European Union states have different regimes for handling dealer conversations which could make it easy for abuse to take place in a less regulated country. The United States does not require taping.
“There is potential for gaming,” Stephen Hanks, a policy manager at the Financial Services Authority said.
“The European Union is now looking at harmonising the rules,” he told reporters at a roundtable organised by Research in Motion.
Jocelyn McCafferty of the FSA investments policy unit said it was unlikely any future EU decision would force the watchdog to alter its plans.
The watchdog has required firms to record conversations on fixed-line telephones for the last year. Mobile phones had been excluded, but the regulator said technology had advanced enough to include them and remove a loophole in the rules.
Hanks said the FSA would be looking for evidence that firms were trying to complete some deals outside Britain. Sanctions for breach of the proposed rule would range from public censure to a fine of an individual or firm.

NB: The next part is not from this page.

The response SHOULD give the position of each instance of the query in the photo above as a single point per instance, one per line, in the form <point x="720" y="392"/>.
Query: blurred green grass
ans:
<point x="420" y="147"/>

The FSA said in March it wants to tape all “relevant communications” carried out by staff on company-issued cellphones or other mobile handheld electronic communication devices.
Roger Tym of Lovells lawfirm said the measure raised territorial issues such as when a UK registered trader is abroad when concluding a transaction with a client over a mobile phone.
“There are benefits such as making traders more mobile, having a better trail to fight claims from clients, and it would discourage employees from abusing a company phone,” Tym said.
Hanks said some investment banks have already banned the use of mobile phones on trading floors and it was not clear if this ban would be lifted if the new rule is introduced.
The widening of the telephone recording rule to include mobile calls would cover about 16,000 phones and would cost the industry about £11 million to set up, and about £18 million a year to maintain, the FSA has estimated.
Records of the conversations taped from fixed and mobile calls would have to be kept for six months.
The FSA’s latest insider dealing cases date back several years but Hanks said that typically abuse is spotted in time to allow tapes of conversations to be seized early on in a probe.
Firms should take “reasonable steps” to ensure bankers and traders do not carry out such communication on private phones, which cannot be recorded for privacy reasons, the FSA has said.